Figuring that it might be a long, long time before I had a chance to come here again, I wanted to sample as much as I could. I wasn’t too excited about the prospect of ham, turkey or sausage: I feel that the real test of a barbecue joint comes from the cuts of meat which can only be made tender by long, slow smoking. I narrowed my choices down to the beef (brisket, I believe), pulled pork, ribs and “burnt ends” (the tougher, chewier ends of the brisket). I decided to get a “combo”, which allowed me to choose two of those options and only cost a dollar more than any one meat alone; I settled on beef and burnt ends.
Well. They called this a “sandwich”. I called it “dinner”, “breakfast”, “lunch” and “dinner the next day”.

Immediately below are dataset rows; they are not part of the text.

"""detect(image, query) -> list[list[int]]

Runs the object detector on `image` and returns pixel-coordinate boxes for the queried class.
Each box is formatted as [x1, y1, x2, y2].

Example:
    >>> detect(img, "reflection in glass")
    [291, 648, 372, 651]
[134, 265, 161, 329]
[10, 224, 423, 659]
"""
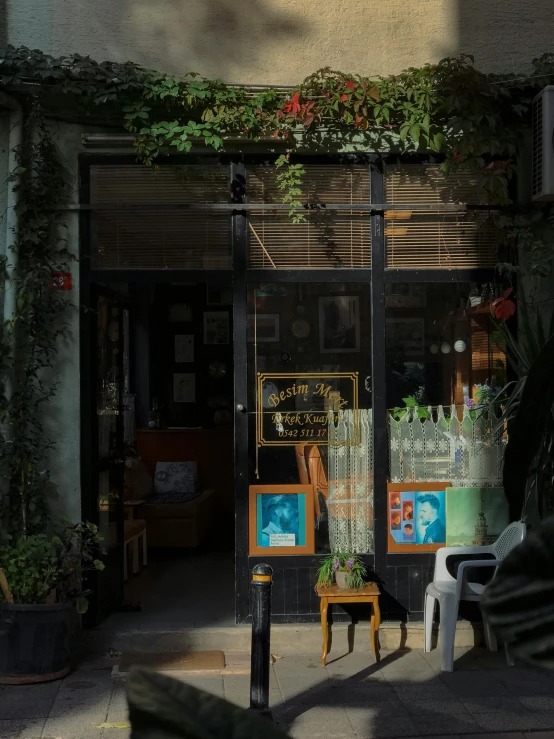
[248, 283, 373, 554]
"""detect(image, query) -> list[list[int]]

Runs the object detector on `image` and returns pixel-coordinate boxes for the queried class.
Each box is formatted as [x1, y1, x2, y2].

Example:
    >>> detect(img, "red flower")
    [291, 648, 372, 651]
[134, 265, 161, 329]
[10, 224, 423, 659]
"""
[341, 93, 349, 102]
[283, 92, 301, 115]
[492, 288, 516, 320]
[346, 80, 355, 90]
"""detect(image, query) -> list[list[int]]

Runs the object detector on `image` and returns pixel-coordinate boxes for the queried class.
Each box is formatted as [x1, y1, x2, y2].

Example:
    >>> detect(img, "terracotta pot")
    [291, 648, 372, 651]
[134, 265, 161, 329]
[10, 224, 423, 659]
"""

Nanoseconds after the words “Combo, please—beef and burnt ends” were out of my mouth, three slices of white bread hit a piece of wax paper. One giant handful of meat was thrown on top of the bread. Another giant handful was added to this. An enormous ladleful of sauce was slathered all over, around, underneath and through. (I had a momentary panic when this happened: Barbecue sauce is often the ruin of many a barbecue, which is all about properly cooked meat. It turned out that I had nothing to fear: Instead of that gloppy sweet stuff that usually passes for barbecue sauce [excuse me—BBQ sauce], this was a remarkably balanced blend of smoky chiles and tangy vinegar that perfectly complemented the meat.) Three or four slices of white bread were flung on top before the whole mass was bundled up into a football-sized package. That poor bread never stood a chance.
I had foolishly told my Lovely Vegetarian Wife, “Oh, I’ll just eat the sandwich in the car.” All illusions of being able to eat this without a fork, a knife, a roll of paper towels and perhaps a fire hose had been thoroughly dispelled by watching the assembly of the football. Sitting at an open table, I ate as much as I could. The meat was perfect: Tender, smoky, juicy, highlighted but not overwhelmed by the sauce (or, more accurately, the sauce-soaked bread). After eating almost to the point of bursting, I looked at the football: I had barely made a dent in it.
The good news is that the meat was just as good the morning after (and the afternoon, and the evening). The Militant Carnivore was sated.